Things I've realized over the last 24 hours:
If you look out the window and upon seeing that it's dreary and wet, say to yourself, "Ugh, I don't feel like going outside," just go. It's probably warmer than it looks.
I had this experience yesterday morning. Upon forcing myself out the front door for my run, my immediate reaction was, "Oh, it's not that bad."
If you look out the window and see that it's raining, just wait 15 minutes.
Okay, maybe I learned this one a while ago, but it came up again last night. I was at dinner with a few friends (all native Oregonians), and one of them said, "Ugh, it's raining." I immediately responded, "Just wait 15 minutes." Another friend commented, "Spoken like a true Oregonian."
(Note: This is typically, but not always, the case. One exemption is the 2010 Portland Marathon.

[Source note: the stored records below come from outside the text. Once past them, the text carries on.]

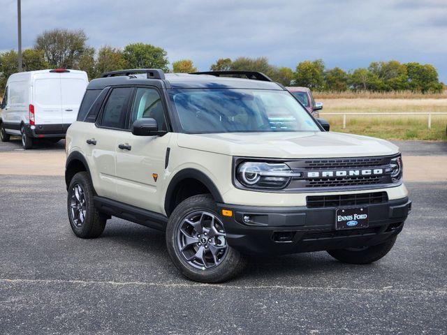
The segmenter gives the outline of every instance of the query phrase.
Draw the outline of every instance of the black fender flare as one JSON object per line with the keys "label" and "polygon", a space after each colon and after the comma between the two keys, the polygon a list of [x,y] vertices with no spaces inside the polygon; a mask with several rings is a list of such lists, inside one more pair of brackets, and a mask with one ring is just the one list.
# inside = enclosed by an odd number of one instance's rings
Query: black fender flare
{"label": "black fender flare", "polygon": [[68,168],[68,166],[70,166],[71,162],[73,162],[73,161],[80,161],[85,168],[85,170],[89,173],[90,176],[91,176],[91,174],[90,174],[90,169],[89,168],[89,165],[87,163],[85,157],[84,157],[84,156],[79,151],[72,152],[71,154],[70,154],[68,157],[67,157],[67,160],[65,162],[65,184],[67,186],[67,188],[69,186],[68,180],[67,179],[67,169]]}
{"label": "black fender flare", "polygon": [[196,179],[199,181],[200,183],[205,185],[207,188],[208,188],[208,190],[210,190],[211,195],[214,198],[214,200],[216,200],[217,202],[224,202],[222,196],[217,189],[217,187],[216,187],[214,183],[208,176],[207,176],[203,172],[199,171],[198,170],[186,168],[177,172],[169,183],[169,186],[168,186],[168,190],[166,191],[166,194],[165,196],[165,211],[168,215],[170,214],[169,205],[170,201],[173,199],[173,197],[175,196],[174,191],[181,181],[188,179]]}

I'm pretty sure it didn't stop raining for the entire day.)
Skechers makes running shoes.
Was anyone else aware of this? When did they decide to enter the running shoe market? A friend recently told me that he bought them, and also included a blogger's review of them. Because it's a brand I know next to nothing about, I was happy to be able to read a consumer review.
The shoe is thickest in the mid-foot area to force you to land on the ball of your foot. I have to admit, after reading Chris McDougall's "Born to Run," I'm a bit skeptical of over-engineered shoes (and these seem over-engineered). But that doesn't mean I'm not intrigued.
Another interesting component of these shoes is the non-removable sockliner (so you don't wear socks when you run). Personally, I'm a little grossed out by that concept (the fact that the liner is there and you can't remove it to wash it). But I'm also a little grossed out by not wearing socks with running shoes. (I'm pretty sure I get that one from my mom.) Not to mention the fact that I have Raynaud's (the condition that makes my fingers and toes turn white). Maybe these shoes aren't for me. But if anyone wants to send me a pair to try, I'm open to testing them.